これで元々マスターにあった「キーに応じた値」を得ることは出来る。

せっかくインターフェースにしたなら、冒頭にあった

    public void someProcess(Kind kind) {
        switch (kind) {
            case DAI:
                // 種別番号 0「大」 の時の処理
                break;

            case CYU:
                // 種別番号 1「中」 の時の処理
                break;

            case SYO:
                // 種別番号 2「小」 の時の処理
                break;
        }
    }

この種別が増えるたびに分岐が増える汚コードもすっきりさせられる。

インターフェースに、この時にするべき処理を定義する。

public interface Kind {
    public String getName();   // 種別名を返す
    public void someProcess(); // するべき処理
}

で、種別に応じた「するべき処理」を実装する。

public class Kind0 implements Kind {
    public String getName() {
        return "大";
    }
    public void someProcess() {
        // "大"の時にするべき処理
    }
}

public class Kind1 implements Kind {
    public String getName() {
        return "中";
    }
    public void someProcess() {
        // "中"の時にするべき処理
    }
}

public class Kind2 implements Kind {
    public String getName() {
        return "小";
    }
    public void someProcess() {
        // "小"の時にするべき処理
    }
}

public class Kind3 implements Kind {
    public String getName() {
        return "極小";
    }
    public void someProcess() {
        // "極小"の時にするべき処理
    }
}

そうすれば、汚コードもすっきりする。

    public void someProcess(Kind kind) {
        kind.someProcess();
    }

呼び出し元はインターフェースしか見えないので実際に何が実行されるかは、渡ってきたKindの実装クラスに応じて変わってくる。
変数kindはKind1のインスタンス参照かもしれないし、Kind2のインスタンス参照かもしれない。

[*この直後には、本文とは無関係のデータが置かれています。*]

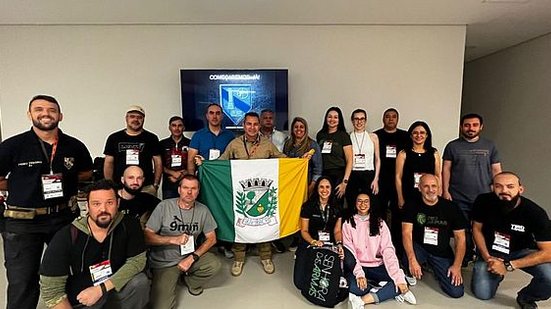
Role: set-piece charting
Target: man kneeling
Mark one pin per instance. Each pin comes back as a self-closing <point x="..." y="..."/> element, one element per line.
<point x="98" y="259"/>
<point x="173" y="231"/>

実装はすっきりしたので、あとはインスタンスの生成だが、ここは局所化すれば汚コードでも良いと思う。

public class KindFactory {
    public static Kind create(int id) {
        switch (id) {
            case 0:
                return new Kind0();
            case 1:
                return new Kind1();
            case 2:
                return new Kind2();
            case 3:
                return new Kind3();
        }
        throw new IllegalArgumentException(id+"って何よ?");
    }
}

マジックナンバーが嫌だというなら、内部的なenumを使うのも良いかもしれない。

public class KindFactory {
    private enum K {
        DAI,    // 種別番号 0「大」 を表す
        CYU,    // 種別番号 1「中」 を表す
        SYO,    // 種別番号 2「小」 を表す
        GOKUSYO // 種別番号 3「極小」 を表す
    }

    public static Kind create(int id) {
        if (K.DAI.ordinal()==id) {
            return new Kind0();

        } else if (K.CYU.ordinal()==id) {
            return new Kind1();

        } else if (K.SYO.ordinal()==id) {
            return new Kind2();

        } else if (K.GOKUSYO.ordinal()==id) {
            return new Kind3();
        }
        throw new IllegalArgumentException(id+"って何よ?");
    }
}

いやいやそれでも条件分岐が多くて汚コードは嫌だと言うなら、idに応じたクラスをプロパティファイルに書いて、リフレクションでインスタンスを作ると条件分岐がなくて尚良しかと。

まとめ

そうは言っても状況によって求められることは違うので、ここで書いたことが絶対に正しいとも思わないし、プロダクトによって答えは変わってくるかと。